Mitra personal mover
- Type: Mobility device
- Inventor: Rishabh Sinha and Subhav Sinha

= Mitra personal mover =

Personal transporter designed in India

The Mitra personal mover is an Indian battery-operated mobility device. The vehicle is capable of carrying a single person and aimed to be useful particularly in airport corridors, institutional campuses and in speciality buildings such as hospitals where low noise pollution is required. The vehicle is twin motor based and works on unique hybrid steering mechanism developed by inventors Rishabh Sinha and Subhav Sinha.

==History==
Subhav Sinha, one of inventors, was selected as the 'International Climate Champion' for year 2010, a program run by British Council. The creation has been covered by CII (Confederation of Indian Industries) in Journal of Small Business and Enterprise as "Mitra shows path of Innovation". The Economic Times has featured their exhibition at The Auto Expo with the article 'Personalised mover' draws eyes at Auto Expo' Entrepreneur India magazine has also featured the Mitra in its start-up section in the article 'Mobility Gets Personal'. Techpedia, a portal of technology projects by students, an initiative of SRISTI (Society for Research and Initiatives for Sustainable Technologies and Institutions) has featured this vehicle in a list of its top-ranking projects. The vehicle has been covered by leading daily locals like The Hindu, and Deccan Chronicle.

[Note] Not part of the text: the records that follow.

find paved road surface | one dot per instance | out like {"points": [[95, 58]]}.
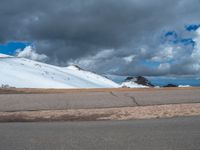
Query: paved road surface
{"points": [[160, 134], [75, 100]]}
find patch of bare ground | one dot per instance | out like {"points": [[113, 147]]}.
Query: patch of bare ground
{"points": [[124, 113]]}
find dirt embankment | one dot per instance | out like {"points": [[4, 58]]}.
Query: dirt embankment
{"points": [[124, 113]]}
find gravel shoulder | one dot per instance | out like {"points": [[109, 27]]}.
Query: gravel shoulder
{"points": [[123, 113]]}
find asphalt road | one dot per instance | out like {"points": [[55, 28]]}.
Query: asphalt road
{"points": [[78, 100], [157, 134]]}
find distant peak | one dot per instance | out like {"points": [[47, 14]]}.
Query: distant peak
{"points": [[74, 67], [4, 55]]}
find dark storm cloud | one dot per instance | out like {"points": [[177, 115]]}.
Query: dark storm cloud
{"points": [[76, 30]]}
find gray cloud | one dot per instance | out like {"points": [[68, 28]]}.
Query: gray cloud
{"points": [[73, 31]]}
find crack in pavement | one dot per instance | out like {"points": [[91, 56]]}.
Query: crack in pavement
{"points": [[113, 94]]}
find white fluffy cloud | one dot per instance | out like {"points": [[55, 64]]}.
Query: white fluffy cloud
{"points": [[30, 53]]}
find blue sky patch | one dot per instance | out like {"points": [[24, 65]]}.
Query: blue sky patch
{"points": [[11, 47], [192, 27]]}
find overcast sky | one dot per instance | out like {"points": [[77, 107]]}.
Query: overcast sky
{"points": [[123, 37]]}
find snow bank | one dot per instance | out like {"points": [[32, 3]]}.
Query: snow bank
{"points": [[25, 73]]}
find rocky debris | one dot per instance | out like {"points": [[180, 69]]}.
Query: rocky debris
{"points": [[170, 85], [140, 80]]}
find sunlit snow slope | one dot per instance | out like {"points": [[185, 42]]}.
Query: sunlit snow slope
{"points": [[25, 73]]}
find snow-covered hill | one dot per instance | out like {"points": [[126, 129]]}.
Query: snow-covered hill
{"points": [[25, 73]]}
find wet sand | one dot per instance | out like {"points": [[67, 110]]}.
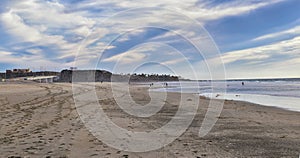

Mitra was used at the Commonwealth Games 2010 held at New Delhi. It was also featured in the CII- I3 National Fair Exhibition, organised jointly by CII, Agilent Technologies and DST (Department of Science and Technology). Mitra was displayed at the 10th Auto Expo held at Pragati Maidan in New Delhi, India.

==Design==
Rishabh Sinha and Subhav are the Mitra's developers. The vehicle is self balanced and has both standing and sit provision for a single person. Its unique alignment of wheels gives the vehicle additional stability by controlling the centre of gravity, and prevents the person from falling while accelerating, braking or during sharp turns. Being battery operated, this vehicle is eco-friendly as it does not emit any effluents and consumes less energy compared to existing petrol and diesel vehicles.